No runner pod gets scheduled; so no logs.
github-actions[bot] commented 5 months ago

Hello! Thank you for filing an issue.

The maintainers will triage your issue shortly.

In the meantime, please take a look at the troubleshooting guide for bug reports.

If this is a feature request, please review our contribution guidelines.

alexgaganashvili commented 5 months ago

cc: @nikola-jokic

nikola-jokic commented 5 months ago

Hey @alexgaganashvili,

The steps you took to upgrade ARC were wrong. Please follow the guide we documented here.

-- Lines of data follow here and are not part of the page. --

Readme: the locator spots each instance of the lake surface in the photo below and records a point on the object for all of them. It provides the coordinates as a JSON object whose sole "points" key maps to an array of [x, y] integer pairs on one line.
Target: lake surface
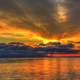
{"points": [[40, 69]]}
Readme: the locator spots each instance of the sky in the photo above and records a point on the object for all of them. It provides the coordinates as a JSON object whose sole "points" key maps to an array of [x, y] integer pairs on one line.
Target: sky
{"points": [[39, 20]]}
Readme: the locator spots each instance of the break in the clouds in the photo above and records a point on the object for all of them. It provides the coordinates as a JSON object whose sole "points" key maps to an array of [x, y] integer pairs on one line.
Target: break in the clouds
{"points": [[46, 17]]}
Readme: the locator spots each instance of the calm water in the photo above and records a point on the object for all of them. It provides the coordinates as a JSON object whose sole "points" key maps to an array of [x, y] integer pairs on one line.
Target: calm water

Basically, you need to uninstall every scale set, wait for resources to be cleaned up, uninstall the controller and begin the installation at the target version. I don't understand the way you deployed your application on argocd, but it would be worth mentioning that the controller and the scale set should be managed separately.

Closing this issue now, but feel free to comment on it if you need more information :relaxed:

alexgaganashvili commented 5 months ago

Thanks, @nikola-jokic . If I deploy ARC in HA mode in two different clusters and later upgrade it in one of the K8s clusters, will the jobs executing on runners of the scaleset being uninstalled be simply aborted?

nikola-jokic commented 5 months ago

That is a good question. When you uninstall the scale set, we will start by removing the listener. The second cluster keeps acquiring jobs and will continue to work normally. The cluster where you are removing the scale set from will keep the running ephemeral runners up until they are finished, and it will kill the runners that are not busy. The controller should never abort runners if they are busy.

alexgaganashvili commented 5 months ago

Thanks for clarifying that, @nikola-jokic. Btw, when I was upgrading ARC and hit that issue the first time, I did uninstall both the runner controller and the scaleset. However, when I installed the new version, I could still observe the same error (in light of this, step 2 Wait for resources cleanup in the upgrade instructions makes me wonder whether I should wait longer for all relevant resources to be cleaned up; one such custom resource would be autoscalingrunnerset?; which seems to sit there for a while until I end up setting its finalizer to an empty array). I then decided to uninstall the CRDs and install them again, even though I diffed the CRDs from the two versions and did not see any changes. But that allowed me to upgrade.

nikola-jokic commented 5 months ago

Hey @alexgaganashvili,

Yes, that is a known issue that has been fixed with this PR and will be part of the next release. The controller was slow to react on resource deletion event. This can cause some confusing behavior especially if running in containerMode=kubernetes. Hopefully, after the next release, this issue will be resolved completely :relaxed:

alexgaganashvili commented 5 months ago

@nikola-jokic , I have reinstalled CRDs and tried installing version 0.9.3 of ARC. After I installed a scaleset, the runner reported the same error. I even previously deleted the namespaces where I deploy the controller and scaleset.

alexgaganashvili commented 3 months ago

@nikola-jokic , could this issue be reopned and addressed? I'm running into the same problem with version 0.9.3. Thx.